タイヤの幅は主に、スピードと乗り心地に大きな影響を与えます。

細いタイヤは地面との摩擦が少なくなるので、よく転がるぶん、スピードが出ます。
しかし、空気圧を高くする必要があるので、安定感には少し欠けます。

一方、太いタイヤは、地面との接地面積が大きくなり、摩擦が大きくなりますので、スピードには欠けます。

しかし、充填する空気量が大きくなるぶん、クッション性が増すので、乗り心地は良くなります。

こういったことが考慮され、スピード優先のロードバイクには細目のタイヤ。
乗り心地優先のママチャリや、地面とのグリップ力が大事なMTBには、太いタイヤが採用されているわけです。

しかし最近では、やや太めのタイヤがトレンドになってきており、ロードバイクも多くの完成車に、700×25cのタイヤが採用されています。

それに伴って、ホイールのリムも幅が広がり、ワイドリム化の傾向になっています。

タイヤのサイズの変遷

タイヤはホイールを交換しない限り、大きさを変更することはできません。

ETRTOの項でも触れましたが、26インチのホイールに700cのタイヤは、どうやってもはまりません。

私が知っている中で互換性があるのは、MTBの29インチとロードバイクの700cです。
ETRTOでビード径が同じ622mmなので、理論上は可能ということです。

MTBの29インチ車は、「29er」とも呼ばれる特別な存在です。

大口径タイヤのMTBとして一世を風靡しましたが、レースの世界においてはオールマイティさを欠くため、に下火になりました。

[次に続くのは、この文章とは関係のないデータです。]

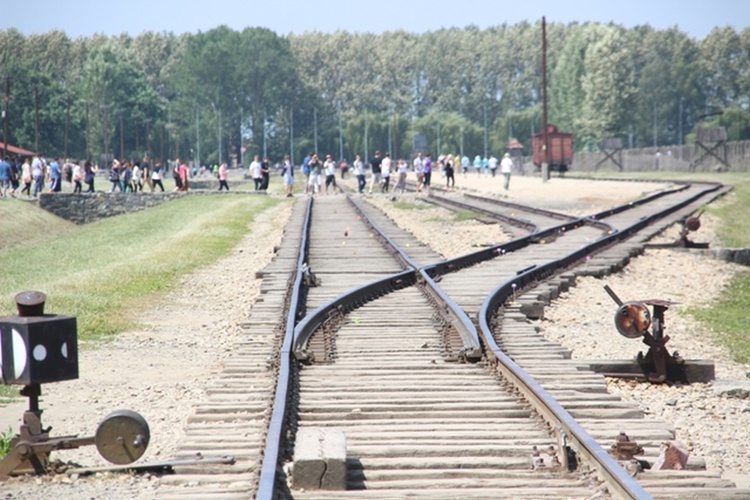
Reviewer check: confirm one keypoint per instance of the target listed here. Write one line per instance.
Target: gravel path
(161, 371)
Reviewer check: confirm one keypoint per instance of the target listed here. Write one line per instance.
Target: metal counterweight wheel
(122, 437)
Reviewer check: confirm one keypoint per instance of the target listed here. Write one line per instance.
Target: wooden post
(5, 117)
(545, 155)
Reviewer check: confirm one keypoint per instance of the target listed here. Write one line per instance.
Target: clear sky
(112, 17)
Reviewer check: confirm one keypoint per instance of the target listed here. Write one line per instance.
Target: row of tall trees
(226, 93)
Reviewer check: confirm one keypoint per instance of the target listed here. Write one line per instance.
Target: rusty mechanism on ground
(633, 320)
(38, 348)
(689, 225)
(624, 448)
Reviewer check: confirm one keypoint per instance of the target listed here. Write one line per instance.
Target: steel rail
(513, 221)
(275, 433)
(518, 206)
(616, 477)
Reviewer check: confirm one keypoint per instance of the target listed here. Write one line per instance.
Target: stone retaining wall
(90, 207)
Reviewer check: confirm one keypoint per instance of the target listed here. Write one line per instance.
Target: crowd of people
(37, 174)
(382, 168)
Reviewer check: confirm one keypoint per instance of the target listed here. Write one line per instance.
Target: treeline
(224, 93)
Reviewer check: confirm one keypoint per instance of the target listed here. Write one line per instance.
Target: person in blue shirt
(55, 175)
(6, 173)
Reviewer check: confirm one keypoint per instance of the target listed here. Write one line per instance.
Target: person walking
(385, 173)
(427, 171)
(183, 173)
(506, 168)
(89, 173)
(316, 168)
(146, 168)
(157, 176)
(5, 175)
(127, 177)
(55, 175)
(223, 174)
(330, 168)
(26, 177)
(450, 179)
(37, 173)
(114, 177)
(288, 174)
(402, 169)
(77, 178)
(359, 168)
(255, 172)
(375, 164)
(265, 173)
(419, 171)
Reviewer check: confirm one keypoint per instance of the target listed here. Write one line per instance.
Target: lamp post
(315, 128)
(148, 139)
(5, 118)
(36, 117)
(291, 135)
(341, 135)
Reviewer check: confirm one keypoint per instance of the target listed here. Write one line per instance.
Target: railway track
(428, 410)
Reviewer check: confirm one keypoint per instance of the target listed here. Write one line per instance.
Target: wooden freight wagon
(560, 150)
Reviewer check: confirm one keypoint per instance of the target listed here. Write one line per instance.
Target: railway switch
(633, 320)
(38, 348)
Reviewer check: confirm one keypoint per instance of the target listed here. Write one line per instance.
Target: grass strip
(102, 271)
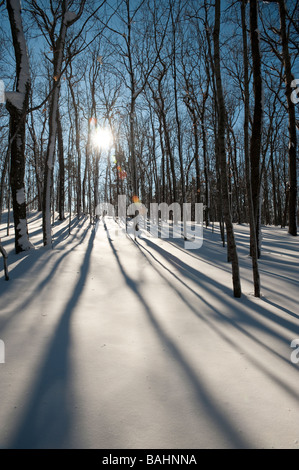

さらには、市販車の面でも、街乗りに使える、スピードの出るMTBとして人気がありました。

しかし、ほぼ同じタイヤサイズであるクロスバイクの台頭により、29erは少数派へと落ちていきました。

このように、タイヤのサイズは時代の流れによって、刻一刻と変化していくものなんですね。

タイヤの大きさは覚えてしまった方が良い!

タイヤのサイズは、自転車の機種ごとに表記の仕方が違う、ややこしい状況でした。

現在は、ETRTOができたおかげで、少し整理されましたが、相変わらず旧表記の方が認知度が高い状況です。

そのため、自分の乗っている自転車は、タイヤサイズを覚えてしまうことが一番確実です。

そうすれば、タイヤ交換の際は、太さを決めるだけですからね。